Im Februar 2018 wurde der damals 54-Jährige von Polizisten gewaltsam aus einem Zug entführt, als er in Begleitung von zwei schwedischen Diplomaten unterwegs nach Beijing war, und erneut inhaftiert. Wenig später machte die chinesische Regierung bekannt, dass Gui in Haft die Rückerlangung der chinesischen Staatsbürgerschaft beantragt habe und gewillt sei, die schwedische aufzugeben. Die Anklage lautete: Weitergabe geheimer Informationen ans Ausland. Bei der Verurteilung im Februar dieses Jahres wurde dieselbe Begründung angeführt - ohne dass ein konkreter Anlass bekannt geworden wäre. Das schwedische Außenministerium teilte derweil mit, dass “die schwedische Staatsbürgerschaft nur nach Überprüfung durch die schwedische Amt für Migration aufgegeben werden kann.”

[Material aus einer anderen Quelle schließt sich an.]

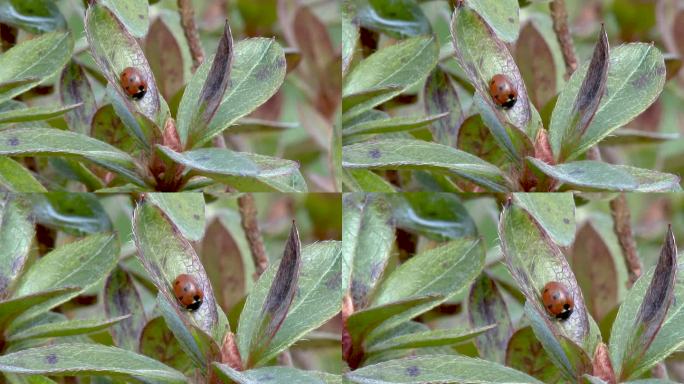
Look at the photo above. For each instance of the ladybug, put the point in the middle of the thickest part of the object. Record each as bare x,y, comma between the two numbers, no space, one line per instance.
502,91
133,83
558,300
188,292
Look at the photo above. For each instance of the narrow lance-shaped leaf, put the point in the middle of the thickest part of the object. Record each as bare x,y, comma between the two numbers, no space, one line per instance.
487,307
75,89
122,298
280,295
586,103
115,49
440,96
87,360
633,342
16,234
534,260
165,254
368,236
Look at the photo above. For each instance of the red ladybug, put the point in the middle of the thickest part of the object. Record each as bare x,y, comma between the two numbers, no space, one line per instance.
502,91
133,83
558,300
188,292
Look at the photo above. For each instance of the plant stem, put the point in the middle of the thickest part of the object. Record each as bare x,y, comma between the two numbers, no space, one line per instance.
187,14
251,227
623,229
560,26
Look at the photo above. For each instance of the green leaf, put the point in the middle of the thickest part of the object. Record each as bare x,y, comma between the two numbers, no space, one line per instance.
115,49
76,214
54,142
132,14
16,235
636,75
590,175
432,338
392,124
257,72
10,309
87,359
121,298
368,236
437,216
159,343
165,254
438,368
526,354
486,306
243,171
350,34
164,55
482,55
600,282
75,89
15,178
319,298
65,328
275,375
35,16
82,263
185,210
34,113
500,15
440,96
205,101
398,18
643,312
555,213
36,59
400,65
399,154
585,102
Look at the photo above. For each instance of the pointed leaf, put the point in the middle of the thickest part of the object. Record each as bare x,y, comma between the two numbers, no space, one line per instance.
87,359
75,89
440,96
636,75
185,210
258,70
643,312
421,155
368,236
121,298
487,307
35,59
165,254
438,368
55,142
15,178
319,299
400,65
243,171
590,175
16,235
115,49
555,213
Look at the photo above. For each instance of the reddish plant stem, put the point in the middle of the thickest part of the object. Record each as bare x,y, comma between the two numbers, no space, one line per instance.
187,14
250,225
623,229
560,26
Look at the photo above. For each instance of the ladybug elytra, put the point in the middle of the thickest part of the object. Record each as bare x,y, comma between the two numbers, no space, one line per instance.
188,292
557,300
502,91
133,82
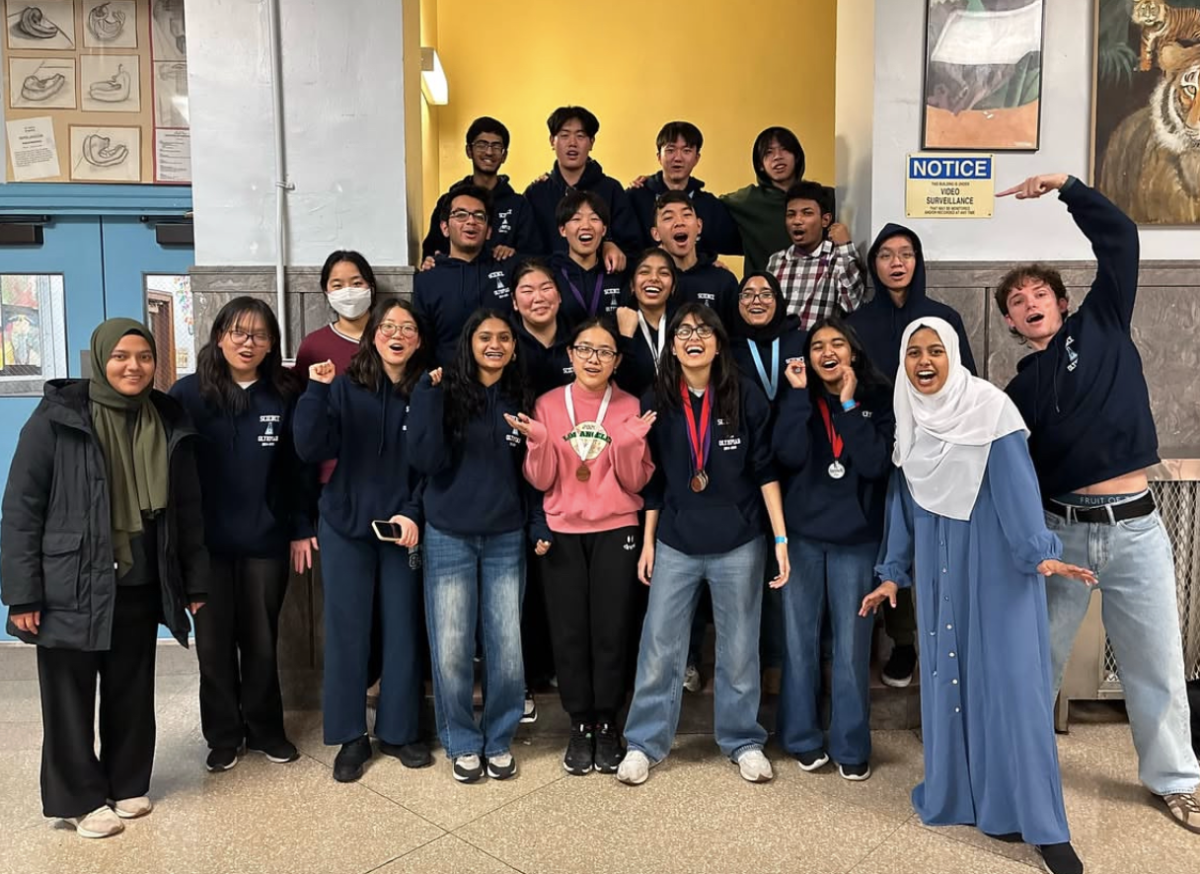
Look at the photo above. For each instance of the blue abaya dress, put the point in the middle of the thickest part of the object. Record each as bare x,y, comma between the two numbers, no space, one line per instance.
987,701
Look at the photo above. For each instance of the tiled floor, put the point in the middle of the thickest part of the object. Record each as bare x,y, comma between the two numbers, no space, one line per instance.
694,815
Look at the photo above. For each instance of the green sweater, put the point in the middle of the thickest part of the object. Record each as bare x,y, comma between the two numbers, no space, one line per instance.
759,211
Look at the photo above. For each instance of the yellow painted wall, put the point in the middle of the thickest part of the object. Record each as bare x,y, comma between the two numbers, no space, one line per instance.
430,121
732,67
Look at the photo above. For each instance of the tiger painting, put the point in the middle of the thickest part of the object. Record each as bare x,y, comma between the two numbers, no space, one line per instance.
1162,24
1151,166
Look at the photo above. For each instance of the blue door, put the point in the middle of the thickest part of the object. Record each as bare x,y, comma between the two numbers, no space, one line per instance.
100,258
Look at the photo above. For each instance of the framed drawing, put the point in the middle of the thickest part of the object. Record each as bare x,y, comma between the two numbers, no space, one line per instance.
983,75
1146,108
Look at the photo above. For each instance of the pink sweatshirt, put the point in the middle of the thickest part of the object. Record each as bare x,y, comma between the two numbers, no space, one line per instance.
610,498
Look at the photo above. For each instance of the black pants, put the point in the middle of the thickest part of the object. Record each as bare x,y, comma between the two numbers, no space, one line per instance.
589,586
75,782
535,638
237,635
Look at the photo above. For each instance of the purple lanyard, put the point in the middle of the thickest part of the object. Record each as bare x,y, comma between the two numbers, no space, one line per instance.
579,294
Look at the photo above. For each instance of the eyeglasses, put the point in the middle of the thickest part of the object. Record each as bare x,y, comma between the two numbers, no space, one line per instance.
390,329
685,331
240,336
485,147
462,215
604,354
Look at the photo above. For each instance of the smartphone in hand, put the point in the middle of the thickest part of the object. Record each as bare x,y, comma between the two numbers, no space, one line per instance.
387,530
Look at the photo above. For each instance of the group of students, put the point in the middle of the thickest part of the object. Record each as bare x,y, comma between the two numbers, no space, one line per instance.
527,423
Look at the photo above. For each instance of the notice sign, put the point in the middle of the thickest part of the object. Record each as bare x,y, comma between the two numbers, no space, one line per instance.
942,185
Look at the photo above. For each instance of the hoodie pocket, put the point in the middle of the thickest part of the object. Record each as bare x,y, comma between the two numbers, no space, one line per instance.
60,569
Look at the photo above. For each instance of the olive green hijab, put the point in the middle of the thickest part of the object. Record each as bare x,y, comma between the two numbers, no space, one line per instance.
133,438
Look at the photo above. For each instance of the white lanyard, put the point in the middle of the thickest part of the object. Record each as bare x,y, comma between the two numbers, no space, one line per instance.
646,333
585,449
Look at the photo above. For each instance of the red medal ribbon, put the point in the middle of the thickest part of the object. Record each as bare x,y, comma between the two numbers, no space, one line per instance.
834,437
697,438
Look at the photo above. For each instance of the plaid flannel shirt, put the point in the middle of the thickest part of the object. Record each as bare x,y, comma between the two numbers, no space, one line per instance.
816,285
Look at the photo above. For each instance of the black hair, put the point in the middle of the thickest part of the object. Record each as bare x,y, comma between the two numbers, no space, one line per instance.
667,197
486,124
571,202
685,131
531,265
786,139
336,257
466,189
366,367
725,379
603,322
869,376
805,190
465,396
559,118
216,383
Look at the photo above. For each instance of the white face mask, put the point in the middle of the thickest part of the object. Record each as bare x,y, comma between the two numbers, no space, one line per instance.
349,303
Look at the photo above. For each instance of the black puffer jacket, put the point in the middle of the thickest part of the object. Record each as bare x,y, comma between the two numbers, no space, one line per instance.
55,533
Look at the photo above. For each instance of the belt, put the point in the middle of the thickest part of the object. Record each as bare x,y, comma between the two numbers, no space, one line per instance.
1107,514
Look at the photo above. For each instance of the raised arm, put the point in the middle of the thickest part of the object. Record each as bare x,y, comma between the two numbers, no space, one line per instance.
1113,234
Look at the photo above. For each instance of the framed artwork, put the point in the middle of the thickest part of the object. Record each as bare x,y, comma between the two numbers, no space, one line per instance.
983,75
1146,108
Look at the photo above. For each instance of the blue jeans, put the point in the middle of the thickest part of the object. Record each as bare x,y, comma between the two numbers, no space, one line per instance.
475,582
1135,567
735,580
352,569
827,576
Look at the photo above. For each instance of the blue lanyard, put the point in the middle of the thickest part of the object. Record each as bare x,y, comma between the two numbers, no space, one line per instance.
769,385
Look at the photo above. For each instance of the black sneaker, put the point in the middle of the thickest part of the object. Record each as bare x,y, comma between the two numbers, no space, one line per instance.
609,750
856,773
351,759
279,752
412,755
813,760
1060,858
221,759
468,768
502,767
529,714
898,671
580,750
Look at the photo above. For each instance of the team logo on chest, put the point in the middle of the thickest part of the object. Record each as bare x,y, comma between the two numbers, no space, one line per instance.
270,430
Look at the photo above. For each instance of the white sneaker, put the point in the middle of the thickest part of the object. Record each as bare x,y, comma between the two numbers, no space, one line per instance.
755,767
635,767
132,808
101,822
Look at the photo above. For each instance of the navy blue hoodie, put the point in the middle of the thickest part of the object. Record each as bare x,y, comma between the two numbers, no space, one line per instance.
1084,397
511,222
849,510
477,489
545,193
880,323
730,512
365,431
545,367
565,273
719,234
709,285
447,294
257,495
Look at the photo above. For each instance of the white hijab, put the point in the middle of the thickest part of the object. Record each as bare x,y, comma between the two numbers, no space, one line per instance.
943,440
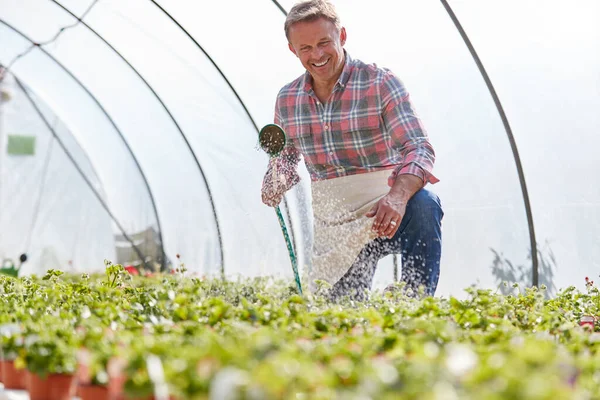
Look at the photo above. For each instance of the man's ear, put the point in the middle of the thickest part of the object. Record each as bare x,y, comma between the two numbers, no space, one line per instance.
292,49
343,36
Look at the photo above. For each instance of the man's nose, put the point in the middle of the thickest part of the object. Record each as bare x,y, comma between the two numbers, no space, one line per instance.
317,53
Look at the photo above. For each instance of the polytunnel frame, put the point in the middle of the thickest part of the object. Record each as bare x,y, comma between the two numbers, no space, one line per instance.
72,159
236,94
507,128
80,21
111,121
172,117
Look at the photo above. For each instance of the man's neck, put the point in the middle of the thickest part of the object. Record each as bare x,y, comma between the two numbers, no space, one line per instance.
323,89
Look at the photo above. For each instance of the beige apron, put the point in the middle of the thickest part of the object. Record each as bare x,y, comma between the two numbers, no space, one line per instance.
341,229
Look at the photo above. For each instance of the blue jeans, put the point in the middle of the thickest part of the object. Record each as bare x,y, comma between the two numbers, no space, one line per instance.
418,241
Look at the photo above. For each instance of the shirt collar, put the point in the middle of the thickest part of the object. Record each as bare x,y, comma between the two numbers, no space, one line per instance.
342,80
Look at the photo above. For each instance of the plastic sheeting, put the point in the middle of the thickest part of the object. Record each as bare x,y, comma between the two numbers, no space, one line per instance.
186,105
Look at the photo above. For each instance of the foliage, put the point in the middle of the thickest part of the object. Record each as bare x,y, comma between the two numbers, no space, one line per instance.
258,339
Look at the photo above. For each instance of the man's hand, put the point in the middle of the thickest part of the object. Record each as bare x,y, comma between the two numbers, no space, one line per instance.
390,209
388,213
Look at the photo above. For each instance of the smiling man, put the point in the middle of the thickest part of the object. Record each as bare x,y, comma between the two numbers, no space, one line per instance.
368,157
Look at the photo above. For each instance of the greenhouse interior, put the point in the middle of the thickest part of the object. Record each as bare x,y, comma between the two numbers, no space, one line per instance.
129,133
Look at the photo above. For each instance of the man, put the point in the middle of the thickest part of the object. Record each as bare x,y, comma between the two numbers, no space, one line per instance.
368,157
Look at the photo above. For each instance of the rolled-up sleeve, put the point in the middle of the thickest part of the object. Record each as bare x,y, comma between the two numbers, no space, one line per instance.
407,133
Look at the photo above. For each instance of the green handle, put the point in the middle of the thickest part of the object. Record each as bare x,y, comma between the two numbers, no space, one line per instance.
290,248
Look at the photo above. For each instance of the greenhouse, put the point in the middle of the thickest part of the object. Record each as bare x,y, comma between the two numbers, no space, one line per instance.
129,141
129,133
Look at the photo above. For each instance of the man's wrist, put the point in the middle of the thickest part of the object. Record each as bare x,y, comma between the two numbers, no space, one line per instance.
405,186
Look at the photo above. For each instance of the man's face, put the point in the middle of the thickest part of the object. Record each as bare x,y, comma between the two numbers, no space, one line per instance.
319,46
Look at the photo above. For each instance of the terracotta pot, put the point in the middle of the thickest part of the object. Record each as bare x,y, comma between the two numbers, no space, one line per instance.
115,387
12,378
92,392
53,387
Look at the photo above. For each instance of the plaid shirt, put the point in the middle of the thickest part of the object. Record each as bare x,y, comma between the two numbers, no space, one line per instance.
368,124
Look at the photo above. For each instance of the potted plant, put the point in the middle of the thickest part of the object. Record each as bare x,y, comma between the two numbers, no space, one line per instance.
11,337
51,363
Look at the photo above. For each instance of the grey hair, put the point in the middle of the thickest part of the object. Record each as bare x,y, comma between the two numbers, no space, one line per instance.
311,10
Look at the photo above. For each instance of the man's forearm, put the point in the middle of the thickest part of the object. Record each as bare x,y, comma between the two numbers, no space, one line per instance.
405,186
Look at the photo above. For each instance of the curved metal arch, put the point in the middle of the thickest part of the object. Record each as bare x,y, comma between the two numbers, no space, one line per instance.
511,139
287,209
77,167
212,203
109,119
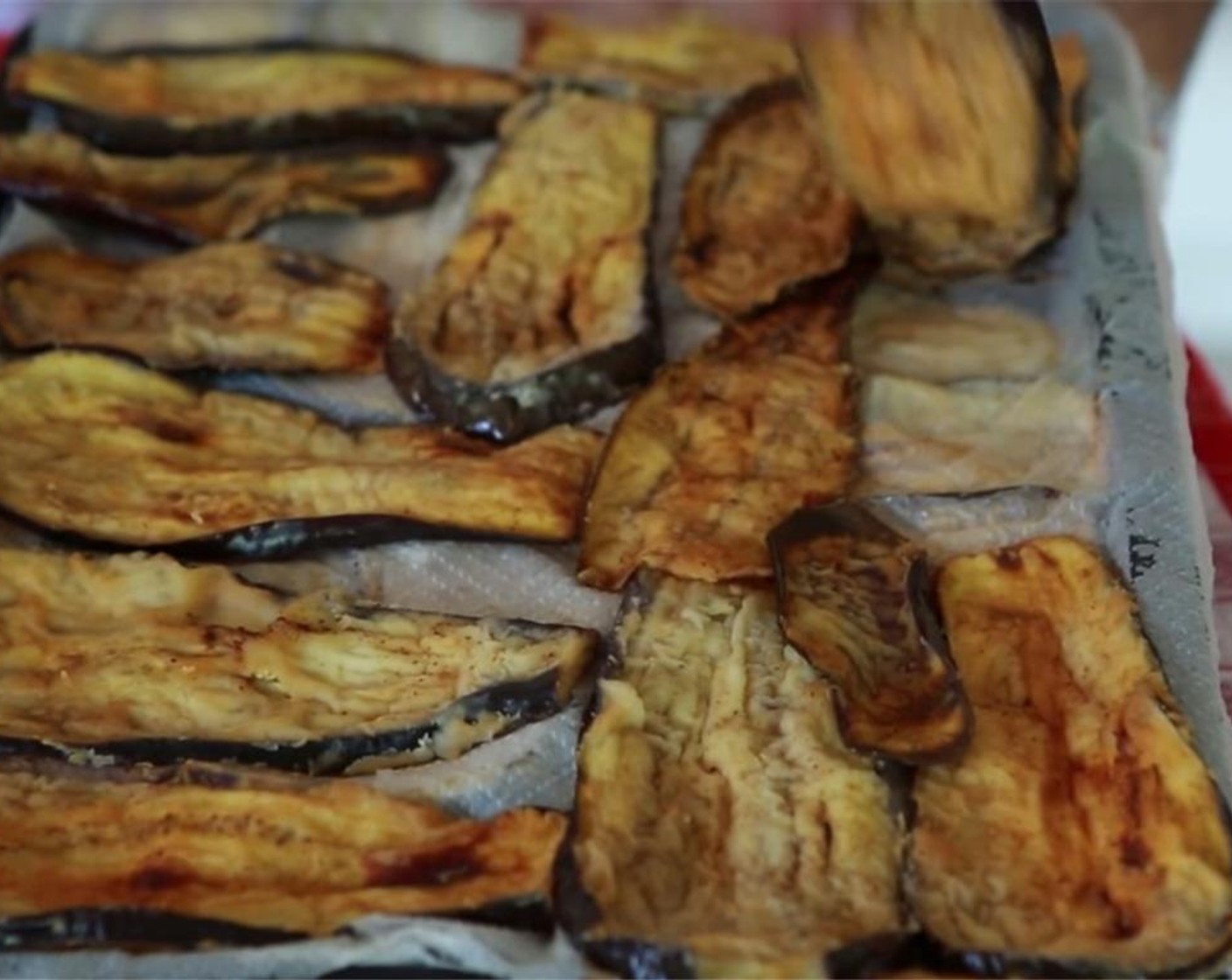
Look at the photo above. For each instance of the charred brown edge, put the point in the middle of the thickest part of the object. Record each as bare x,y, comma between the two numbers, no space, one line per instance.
392,122
91,207
509,412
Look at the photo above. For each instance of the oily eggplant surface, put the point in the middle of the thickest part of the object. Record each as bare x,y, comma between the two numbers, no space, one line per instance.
854,600
721,823
941,120
205,199
1081,826
237,306
678,62
722,446
110,452
542,311
760,214
245,850
142,659
264,96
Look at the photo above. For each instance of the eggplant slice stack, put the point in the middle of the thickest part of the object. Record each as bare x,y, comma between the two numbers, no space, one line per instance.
232,306
543,311
265,96
142,660
110,452
205,199
130,857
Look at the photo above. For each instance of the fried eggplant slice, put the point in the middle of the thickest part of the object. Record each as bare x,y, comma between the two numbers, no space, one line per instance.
1081,826
977,436
722,446
144,660
894,332
718,813
678,63
265,96
760,214
126,852
542,312
110,452
854,600
205,199
231,306
942,120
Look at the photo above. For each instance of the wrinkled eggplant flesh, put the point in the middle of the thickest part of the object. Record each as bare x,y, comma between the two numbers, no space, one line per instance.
854,600
142,659
231,306
676,63
977,436
217,100
721,448
206,199
718,810
256,850
1081,825
942,122
111,452
912,335
549,281
760,214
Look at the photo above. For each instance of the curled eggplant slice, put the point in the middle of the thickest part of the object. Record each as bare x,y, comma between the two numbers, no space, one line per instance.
1081,826
722,446
110,452
265,96
721,822
229,306
854,600
977,436
205,199
103,656
942,122
760,214
217,853
542,312
678,63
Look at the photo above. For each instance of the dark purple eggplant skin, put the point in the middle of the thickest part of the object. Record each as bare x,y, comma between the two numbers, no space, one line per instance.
391,123
522,702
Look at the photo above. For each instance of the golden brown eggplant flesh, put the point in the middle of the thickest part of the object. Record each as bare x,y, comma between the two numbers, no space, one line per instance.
105,856
721,823
231,306
942,122
679,62
144,660
854,599
207,199
542,312
106,450
760,214
1081,828
722,446
259,97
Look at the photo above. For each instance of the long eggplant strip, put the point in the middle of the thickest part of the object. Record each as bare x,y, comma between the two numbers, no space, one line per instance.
265,96
1081,826
718,813
205,199
227,306
854,600
142,659
760,216
260,852
721,448
110,452
542,311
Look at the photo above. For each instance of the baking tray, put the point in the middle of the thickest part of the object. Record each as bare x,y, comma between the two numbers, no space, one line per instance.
1104,287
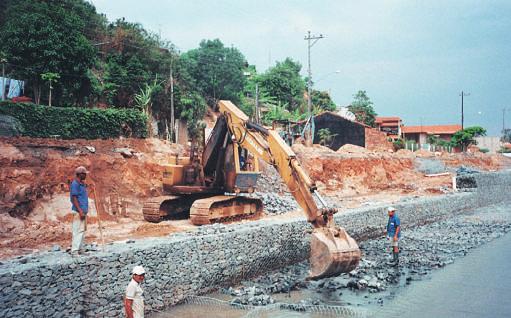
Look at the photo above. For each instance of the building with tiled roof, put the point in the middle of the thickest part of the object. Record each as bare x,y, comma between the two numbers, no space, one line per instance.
420,133
389,125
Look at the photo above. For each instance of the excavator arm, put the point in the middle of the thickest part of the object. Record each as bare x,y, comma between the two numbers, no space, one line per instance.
333,251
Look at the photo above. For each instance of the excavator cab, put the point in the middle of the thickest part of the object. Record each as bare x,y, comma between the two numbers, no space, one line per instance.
241,170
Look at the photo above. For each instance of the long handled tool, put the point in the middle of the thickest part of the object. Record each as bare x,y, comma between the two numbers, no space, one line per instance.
98,214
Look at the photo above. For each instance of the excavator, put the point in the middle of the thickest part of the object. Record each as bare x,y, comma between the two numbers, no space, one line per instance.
214,184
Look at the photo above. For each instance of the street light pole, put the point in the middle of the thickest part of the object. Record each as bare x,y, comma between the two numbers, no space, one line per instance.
462,118
309,37
504,120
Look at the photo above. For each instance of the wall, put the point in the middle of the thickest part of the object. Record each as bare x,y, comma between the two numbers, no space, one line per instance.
491,143
55,285
376,140
345,131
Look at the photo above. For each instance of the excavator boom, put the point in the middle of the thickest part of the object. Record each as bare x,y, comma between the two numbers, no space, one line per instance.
333,251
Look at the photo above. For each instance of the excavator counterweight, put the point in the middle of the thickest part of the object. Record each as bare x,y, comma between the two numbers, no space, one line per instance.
208,183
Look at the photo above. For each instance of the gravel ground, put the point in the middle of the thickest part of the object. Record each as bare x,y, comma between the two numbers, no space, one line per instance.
423,249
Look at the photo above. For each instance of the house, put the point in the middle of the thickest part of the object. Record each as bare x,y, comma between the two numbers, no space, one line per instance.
420,134
389,125
344,131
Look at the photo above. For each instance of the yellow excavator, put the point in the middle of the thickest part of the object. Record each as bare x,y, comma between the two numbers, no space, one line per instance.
213,182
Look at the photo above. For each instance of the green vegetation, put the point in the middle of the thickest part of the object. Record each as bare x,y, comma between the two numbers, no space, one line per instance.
75,122
71,56
506,135
465,137
363,109
398,144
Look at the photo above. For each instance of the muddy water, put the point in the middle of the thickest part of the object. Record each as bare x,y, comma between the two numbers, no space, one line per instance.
478,285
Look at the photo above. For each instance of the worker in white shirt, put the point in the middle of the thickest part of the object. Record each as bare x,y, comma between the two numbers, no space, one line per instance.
134,301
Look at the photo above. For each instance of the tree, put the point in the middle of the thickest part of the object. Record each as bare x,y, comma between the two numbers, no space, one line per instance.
217,71
51,78
363,109
322,100
506,135
464,138
284,83
144,100
47,36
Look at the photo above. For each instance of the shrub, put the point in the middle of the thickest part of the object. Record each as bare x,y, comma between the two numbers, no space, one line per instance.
73,122
398,144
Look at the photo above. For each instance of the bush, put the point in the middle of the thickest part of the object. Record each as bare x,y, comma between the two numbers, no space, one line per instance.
398,144
73,122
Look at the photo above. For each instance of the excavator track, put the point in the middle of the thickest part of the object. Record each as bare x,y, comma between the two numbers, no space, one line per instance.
153,211
224,208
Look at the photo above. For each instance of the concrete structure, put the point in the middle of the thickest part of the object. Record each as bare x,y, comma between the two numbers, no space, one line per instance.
390,125
493,144
420,133
55,285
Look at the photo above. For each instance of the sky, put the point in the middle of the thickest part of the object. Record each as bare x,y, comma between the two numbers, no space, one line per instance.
413,58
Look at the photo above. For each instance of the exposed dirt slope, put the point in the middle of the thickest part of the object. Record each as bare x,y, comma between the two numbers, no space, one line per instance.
35,176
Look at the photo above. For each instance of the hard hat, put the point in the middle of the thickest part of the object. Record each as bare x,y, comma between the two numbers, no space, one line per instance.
138,270
81,169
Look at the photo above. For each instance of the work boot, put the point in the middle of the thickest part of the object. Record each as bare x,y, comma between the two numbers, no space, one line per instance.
396,258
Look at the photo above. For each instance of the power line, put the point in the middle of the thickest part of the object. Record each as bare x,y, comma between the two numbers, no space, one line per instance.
315,39
462,94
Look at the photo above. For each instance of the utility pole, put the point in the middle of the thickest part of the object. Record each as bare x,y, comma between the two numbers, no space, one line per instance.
504,120
3,60
172,117
309,37
257,104
462,118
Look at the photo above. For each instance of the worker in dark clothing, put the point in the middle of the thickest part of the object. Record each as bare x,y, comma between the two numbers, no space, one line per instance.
394,234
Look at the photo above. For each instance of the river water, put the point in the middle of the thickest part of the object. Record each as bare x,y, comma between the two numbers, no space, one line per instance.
477,285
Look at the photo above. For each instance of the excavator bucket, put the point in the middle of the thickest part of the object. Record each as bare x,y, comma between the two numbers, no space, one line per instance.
333,252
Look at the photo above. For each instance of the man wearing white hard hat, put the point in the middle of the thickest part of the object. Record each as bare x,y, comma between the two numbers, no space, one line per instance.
79,208
394,233
134,301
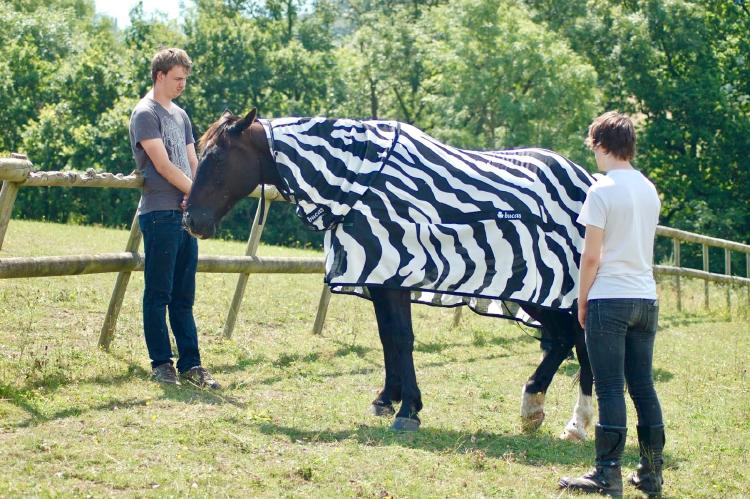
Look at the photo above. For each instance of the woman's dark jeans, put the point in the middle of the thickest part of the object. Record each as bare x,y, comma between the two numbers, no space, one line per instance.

Der Fall zeigt, dass die chinesische Regierung sich weder scheut, gegen ausländische Staatsbürger auf chinesischem Territorium vorzugehen, noch sie zu repatriieren, um ihnen den Prozess machen zu können. Schweden ringt weiterhin mit dem intransparenten Vorgehen der chinesischen Behörden und setzt sich für Gui Minhai ein. Die Verleihung eines Preises an Gui Minhai im November vergangenen Jahres hatte die Beziehungen zwischen Beijing und Stockholm in eine tiefe Krise gestürzt.